Three years between point releases, 3.0 -> 3.1, is just much too long to wait.
There were 5 point releases since Woody.
The step between Woody and Sarge is similar to those between Win95 and Win98 -- and just like products of the Evil Empire, the gap is three years.
Having a release every a couple of months is good for a desktop-only release with all the newest bells and whistles -- but for a server, I expect something that can be installed and largely forgotten.
The creatures outside looked from Alt-Right to Antifa; but already it was impossible to say which was which.
Yes, but I've paid for Windows 2000. I can move to sarge for free with a simple dist-upgrade.
After Sarges release there will be nice new things coming to unstable:
;)
KDE 3.4
GNOME 2.10
gcc 4.0
xorg 6.8.2
python 2.4
Long live Debian
1) It guarantees a clean upgrade path for people still running 3.0.
One of the nice things about Debian is you don't need to reinstall. Most of the problems you experience upgrading testing/unstable every day have been ironed out for anyone attempting the mammoth 3.0->3.1 upgrade.
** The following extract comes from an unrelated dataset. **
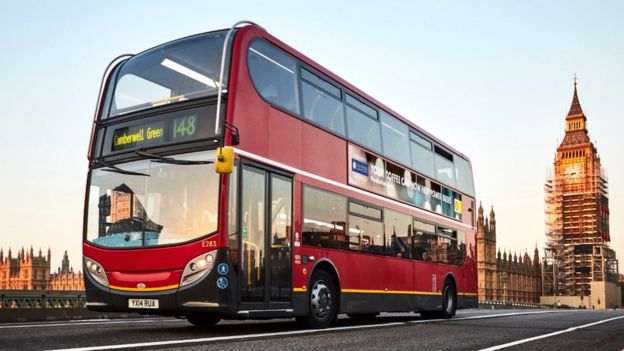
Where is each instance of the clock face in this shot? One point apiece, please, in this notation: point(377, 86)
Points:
point(572, 171)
2) It will continue to do this.
Third party distros come and go. Progeny? Corel? Ubuntu is developing at lightning pace right now, but as it diverges from Debian and acquires legacy maintenance baggage of its own development will slow. Sometimes users are abandoned. I believe this happens frequently to RedHat users.
3) It's really really stable and it's really really big.
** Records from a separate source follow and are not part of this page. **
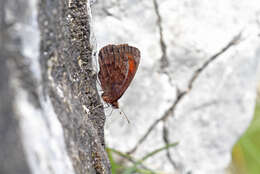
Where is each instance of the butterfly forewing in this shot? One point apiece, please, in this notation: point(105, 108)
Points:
point(118, 65)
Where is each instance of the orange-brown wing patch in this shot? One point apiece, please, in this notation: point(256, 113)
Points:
point(118, 65)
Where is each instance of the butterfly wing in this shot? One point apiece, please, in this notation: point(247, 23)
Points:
point(118, 65)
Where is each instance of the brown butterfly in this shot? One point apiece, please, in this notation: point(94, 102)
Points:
point(118, 65)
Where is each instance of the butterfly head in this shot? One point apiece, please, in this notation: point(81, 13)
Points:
point(109, 99)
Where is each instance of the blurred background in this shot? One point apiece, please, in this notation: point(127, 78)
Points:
point(194, 104)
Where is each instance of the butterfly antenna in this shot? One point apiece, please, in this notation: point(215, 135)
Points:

Other distros shotgun packages as well as architectures. They're also not necessarily as anal about bugs.
4) It's a concrete base and point of reference for third party distros.
Debian Testing has basically been a slow moving Debian Stable (without Security support) for the whole last year. With the release out the way Testing will become more unstable again for a while and third party distros will likely base their efforts on stable again for a while. It's important for Debian's future that this is made possible.
It does now.
b.g.
The debate seems a bit similar to the discussion whether the new kernel should be 2.6 or 3.0 . Personally, bumping major version numbers too regularly reminds me of commercial software that has to go from 1.0 to 10.0 in a few years just to keep customers upgrading (and buying). Sarge has some important changes over Woody, but I don't think they're big enough to warrant going to 4.0; maybe Etch (the successor to Sarge) might, with the introduction of SELinux, X.org, etc. .
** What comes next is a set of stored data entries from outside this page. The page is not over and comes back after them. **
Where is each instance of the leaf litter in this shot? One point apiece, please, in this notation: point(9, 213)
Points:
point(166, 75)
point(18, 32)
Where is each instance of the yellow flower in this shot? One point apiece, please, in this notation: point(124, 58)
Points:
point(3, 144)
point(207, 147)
> ubuntu is focused on desktops, for which bleeding edge is OK
Only Debian could call six months of feature freeze from Debian's unstable repository to be "bleeding edge". It's the same release cycle as fedora, except nothing ever gets upgraded but for security patches. Firefox is still at 1.02 even though every security patch has been backported (which makes it exactly 1.04) because of the phobia of changing version numbers lest something break.
Now on the pro- side: I was going to switch to Fedora myself, but these folks can't even be bothered to support my very common network hardware in their installer or port the ATI drivers to the current and only kernel version they support. Debian might move as slow as the tides, but they do lift all ships.
I am no longer wasting my time with slashdot
For those of you that are curious, the actual email that Andi Barth sent out is here.
You do realize that ubuntu freezes debian unstable every 6 months, works the bugs out, then releases it right? Its just like debain unstable, but stable and more of a 'it just works' type philosophy. Amazing hardware detection upon install thats for sure.
It's easier to fight for one's principles than to live up to them.
There is also the problem that even Debian Sid doesn't get updated once the freeze starts. In Sarge's case the initial "freeze" started late in 2003. So while some packages have been updated since then you end up still not having any version of Xorg in Sarge. Also there are no Gnome 2.10, or KDE 3.4 packages in unstable either since it has to be stablized in unstable so that it can go into testing for eventual release.